Many investors were surprised by the European Central Bank’s (ECB) announcement that they would begin purchasing investment-grade corporate debt to help ease financing conditions in a struggling Eurozone economy. While positive for the economy, the ECB’s decision to buy the debt of investment grade-rated non-financial European companies will likely accelerate the downward pressure on corporate credit yields, making it even more difficult for European investors to meet their investment return targets. Likewise, across the globe, the implementation of negative interest rates in Japan is having a similar effect on Asian investors’ ability to source yield.
But things are not be as bleak as they may appear. Through a combination of policy tightening in the United States, changes to the inbound bond market purchasing quota in China, and actions by the ECB, there are now, what some may think of as unorthodox solutions for European investors that will allow them to increase yield without necessarily having to increase risk.
With the recent action by the ECB making it harder to get yield, one of the first unorthodox solutions for investors to consider is lightly managed, target duration, U.S. credit strategies. If I break this down, lightly managed is similar to buy and hold in that turnover is significantly lower (less than 10% per annum) than traditional actively managed strategies and trading typically only occurs to replace maturing bonds or address credit concerns. The sweet spot of targeted duration is between three and five years, where we are already starting to see increased demand from investors. And last, the U.S. credit component. U.S. credit can offer significantly higher yields than European investment grade bonds by holding on to them rather than trying to generate alpha from total return opportunities. Historically, this goes against what has traditionally been the case in Europe where corporate credit investing has been more actively managed. The shift to harvest yield will only precipitate this trend.

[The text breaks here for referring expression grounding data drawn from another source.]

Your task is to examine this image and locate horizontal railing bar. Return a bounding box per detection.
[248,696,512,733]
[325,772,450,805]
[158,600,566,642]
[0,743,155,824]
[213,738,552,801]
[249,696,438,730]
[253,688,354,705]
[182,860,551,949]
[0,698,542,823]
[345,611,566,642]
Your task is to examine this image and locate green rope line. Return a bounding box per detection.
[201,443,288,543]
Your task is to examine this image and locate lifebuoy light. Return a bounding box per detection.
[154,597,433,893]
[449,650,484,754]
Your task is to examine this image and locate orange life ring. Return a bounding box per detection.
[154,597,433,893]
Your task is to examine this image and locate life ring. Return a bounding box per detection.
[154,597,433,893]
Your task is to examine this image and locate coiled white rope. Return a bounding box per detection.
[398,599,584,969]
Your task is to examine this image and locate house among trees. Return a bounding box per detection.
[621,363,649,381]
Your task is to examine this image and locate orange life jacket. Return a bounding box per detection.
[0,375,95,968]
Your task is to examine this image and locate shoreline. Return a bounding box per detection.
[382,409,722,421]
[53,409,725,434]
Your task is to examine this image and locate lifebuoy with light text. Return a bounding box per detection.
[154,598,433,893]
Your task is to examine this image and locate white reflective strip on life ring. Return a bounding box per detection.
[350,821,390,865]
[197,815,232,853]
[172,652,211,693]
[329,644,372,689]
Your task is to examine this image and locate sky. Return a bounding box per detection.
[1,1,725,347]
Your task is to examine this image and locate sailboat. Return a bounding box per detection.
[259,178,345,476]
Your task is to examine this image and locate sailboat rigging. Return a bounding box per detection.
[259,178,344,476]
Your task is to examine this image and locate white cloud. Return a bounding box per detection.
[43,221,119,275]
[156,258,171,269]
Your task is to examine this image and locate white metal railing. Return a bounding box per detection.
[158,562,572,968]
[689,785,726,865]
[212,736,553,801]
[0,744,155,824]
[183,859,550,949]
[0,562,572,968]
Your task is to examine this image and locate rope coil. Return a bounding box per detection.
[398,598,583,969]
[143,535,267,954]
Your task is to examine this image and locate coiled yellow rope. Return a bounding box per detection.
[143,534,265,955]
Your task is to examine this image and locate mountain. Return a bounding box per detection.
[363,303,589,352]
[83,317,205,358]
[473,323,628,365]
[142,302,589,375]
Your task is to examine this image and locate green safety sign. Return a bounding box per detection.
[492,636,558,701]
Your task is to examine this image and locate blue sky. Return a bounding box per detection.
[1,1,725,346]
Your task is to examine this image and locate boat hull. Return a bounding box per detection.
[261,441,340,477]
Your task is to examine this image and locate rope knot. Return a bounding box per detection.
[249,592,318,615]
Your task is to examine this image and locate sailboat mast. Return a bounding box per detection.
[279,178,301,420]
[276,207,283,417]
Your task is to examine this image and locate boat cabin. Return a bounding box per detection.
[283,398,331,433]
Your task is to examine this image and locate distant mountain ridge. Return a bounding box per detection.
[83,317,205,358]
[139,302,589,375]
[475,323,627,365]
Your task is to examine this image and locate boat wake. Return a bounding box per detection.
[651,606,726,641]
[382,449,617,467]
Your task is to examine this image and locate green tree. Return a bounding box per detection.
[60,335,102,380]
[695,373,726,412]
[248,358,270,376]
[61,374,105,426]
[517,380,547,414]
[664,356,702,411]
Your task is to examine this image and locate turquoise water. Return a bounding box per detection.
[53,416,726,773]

Another unorthodox solution for investors to consider is tapping into parts of the U.S. market historically only accessed by U.S. investors, like U.S. municipal bonds and mortgage derivatives. For starters many U.S. municipal bonds provide higher yields than U.S. Treasurys and have low correlations to other fixed income asset classes. In addition, they have significantly lower default rates than U.S. investment-grade credit and European investors have almost no exposure. On the other hand, mortgage derivatives, representing pools of agency U.S. mortgages, have no exposure to corporate credit risk and are a non-credit option for those who fear the end of the credit cycle and can be structured to have low sensitivity to rates. Overall, U.S. municipal bonds and mortgage derivatives offer diversification benefits to European investors who are looking to de-risk by lowering exposure to highly concentrated parts of their portfolios.

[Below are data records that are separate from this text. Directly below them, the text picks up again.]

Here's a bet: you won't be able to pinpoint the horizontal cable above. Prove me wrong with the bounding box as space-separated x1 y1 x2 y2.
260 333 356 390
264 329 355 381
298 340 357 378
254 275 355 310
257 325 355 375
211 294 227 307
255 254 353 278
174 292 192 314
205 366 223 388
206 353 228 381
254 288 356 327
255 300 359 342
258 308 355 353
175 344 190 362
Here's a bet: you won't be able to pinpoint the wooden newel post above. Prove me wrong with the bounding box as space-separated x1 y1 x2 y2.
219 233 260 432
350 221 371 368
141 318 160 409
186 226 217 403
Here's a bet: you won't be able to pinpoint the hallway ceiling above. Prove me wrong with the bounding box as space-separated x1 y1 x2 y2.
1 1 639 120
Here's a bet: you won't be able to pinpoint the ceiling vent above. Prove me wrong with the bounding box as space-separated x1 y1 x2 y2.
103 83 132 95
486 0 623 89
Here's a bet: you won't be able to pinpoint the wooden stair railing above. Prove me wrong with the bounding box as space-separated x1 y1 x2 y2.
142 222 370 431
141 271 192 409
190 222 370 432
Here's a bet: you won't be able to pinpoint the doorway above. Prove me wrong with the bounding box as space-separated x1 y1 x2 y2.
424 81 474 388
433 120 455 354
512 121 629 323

The last unorthodox solution for investors to consider is taking advantage of the opportunities created by recent regulatory shifts in Europe and China. Despite the recent negative performance of bank stocks, bonds, and capital securities, the ECB appears to have given banks the tools to protect the earning capacity by allowing them to borrow from the ECB at negative rates; thereby shifting the delivery mechanism of quantitative easing away from weakening the currency and back to encouraging lending. This is good news for banks and benefits investors. Strategies that invest across the capital structure of global banks will take advantage these regulatory shifts and provide investors with an alternative solution that has low correlation to rates and equities with an investment grade credit quality bias. In China, the People’s Bank of China recently removed an inbound quota that permits access to the third largest bond market in the world (behind the United States and Japan) for non-Chinese investors. The yield on one-year Chinese sovereign debt is approximately 2.2% and the yield on one-year quasi sovereigns is approximately 1.0% higher. These yields are still attractive for investors seeking short-dated, high-quality fixed income solutions, even after you subtract approximately 1.2% to hedge the currency.
Recent moves by the ECB late last week will make it much harder for European investors to attain their yield targets going forward and will need to find new avenues in order to do so. At first glance, to achieve these yield targets it would seem the logical solution would be add more risk to your portfolio, but we believe that is not necessarily the case. The real solution is to think differently and look outside the box of traditional investment options.